FACES: Dave Grohl

Volume 1.3, Fall Edition


    Feature artwork by Jacob Livengood (Purchase Prints + More)

    FACES is Consequence of Sound’s quarterly literary magazine. Each volume will focus on an artist whose scope of creativity and cultural impact defies simple categorization. Through a blend of original artwork and a variety of writings, we hope to both shed light upon and celebrate the artists who continually inspire us to put pen to paper.

    While kicking around ideas for this edition of FACES, Dan Bogosian, who contributes a piece here, asked, “At what point did my mom know who Dave Grohl was?” I laughed when I read the line in his email but quickly composed myself when I remembered that my mom also knows who Dave Grohl is from watching the Foo Fighters appear on a Thanksgiving episode of Top Chef a few years ago. At some point, Dave Grohl became the rock star you could take home to meet mom. A far cry from that moshing hair behind the kit on the “Smells Like Teen Spirit” video.
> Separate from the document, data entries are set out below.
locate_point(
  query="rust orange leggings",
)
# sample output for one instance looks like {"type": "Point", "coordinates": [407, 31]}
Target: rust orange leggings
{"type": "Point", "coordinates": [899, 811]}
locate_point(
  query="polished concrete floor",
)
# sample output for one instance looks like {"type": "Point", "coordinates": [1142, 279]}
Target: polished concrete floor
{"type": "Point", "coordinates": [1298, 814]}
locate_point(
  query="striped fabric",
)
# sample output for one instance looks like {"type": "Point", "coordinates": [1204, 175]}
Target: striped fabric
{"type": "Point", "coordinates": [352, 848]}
    dave grohl - momBut being on my and your mother’s cultural radar isn’t a knock on Grohl. Rather it’s a symptom of two decades of steadily ascending into that pantheon of rock and roll torchbearers. When Dylan, McCartney, Young, and Springsteen are no longer able or willing to carry that glowing guitar pick, it’ll pass into Grohl’s capable and calloused hands. And I, for one, rock a little bit easier in the meantime knowing that there’s a succession plan in place that we can all agree upon — that one day I can play “Everlong” for my humoring, hard candy-gobbling grandchildren and say, “See. This is how we used to do it,” and I’ll pass that piece of myself along to them like “Born to Run” and “Maybe I’m Amazed” were bequeathed to me.
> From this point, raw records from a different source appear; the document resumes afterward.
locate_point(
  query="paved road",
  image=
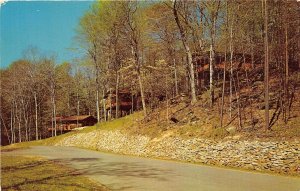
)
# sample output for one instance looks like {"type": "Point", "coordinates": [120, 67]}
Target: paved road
{"type": "Point", "coordinates": [120, 172]}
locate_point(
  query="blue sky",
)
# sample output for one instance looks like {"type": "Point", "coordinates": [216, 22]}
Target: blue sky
{"type": "Point", "coordinates": [48, 25]}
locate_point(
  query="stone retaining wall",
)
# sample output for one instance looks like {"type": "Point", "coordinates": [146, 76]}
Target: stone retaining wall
{"type": "Point", "coordinates": [280, 157]}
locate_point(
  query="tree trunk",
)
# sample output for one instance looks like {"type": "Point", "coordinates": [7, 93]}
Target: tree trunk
{"type": "Point", "coordinates": [223, 88]}
{"type": "Point", "coordinates": [286, 65]}
{"type": "Point", "coordinates": [266, 68]}
{"type": "Point", "coordinates": [211, 74]}
{"type": "Point", "coordinates": [117, 95]}
{"type": "Point", "coordinates": [36, 116]}
{"type": "Point", "coordinates": [231, 68]}
{"type": "Point", "coordinates": [188, 53]}
{"type": "Point", "coordinates": [142, 93]}
{"type": "Point", "coordinates": [97, 105]}
{"type": "Point", "coordinates": [54, 114]}
{"type": "Point", "coordinates": [104, 106]}
{"type": "Point", "coordinates": [175, 76]}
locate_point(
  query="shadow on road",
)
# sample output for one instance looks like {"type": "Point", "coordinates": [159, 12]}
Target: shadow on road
{"type": "Point", "coordinates": [96, 166]}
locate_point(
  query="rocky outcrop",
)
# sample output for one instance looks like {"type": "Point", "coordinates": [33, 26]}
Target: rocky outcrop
{"type": "Point", "coordinates": [280, 157]}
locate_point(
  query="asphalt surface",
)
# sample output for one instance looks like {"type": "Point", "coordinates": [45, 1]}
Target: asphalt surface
{"type": "Point", "coordinates": [119, 172]}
    Until then, though, enjoy this collection of writings on Dave Grohl. Now, if you’ll excuse me, I have to head over to my parents’ house to watch the new Sonic Highways episode. “I just wish he’d shave that beard and cut that hair. He cleans up so nice, just like you.”

    I know, Mom. I know.

    –Matt Melis
    Senior Editor

    Table of Contents:
    — Give Some to the Drummer by Ryan Bray
    — The Art of Transcendence by Kevin McMahon
    — Mileage: Dave Grohl’s Unrivaled Experience by Michael Madden
    — The Other Dave by Dusty Henry
    — There Is Nothing Left to Lose by Dan Bogosian
    — Original artwork by Jacob Livengood

    Past Issues:
    FACES: Neil Young, Vol. 1.1, Spring Edition
    FACES: Tom Petty, Vol. 1.2, Summer Edition


    As always, support our in-house art staff by purchasing their work in your choice of a variety of fun, innovative, and practical formats.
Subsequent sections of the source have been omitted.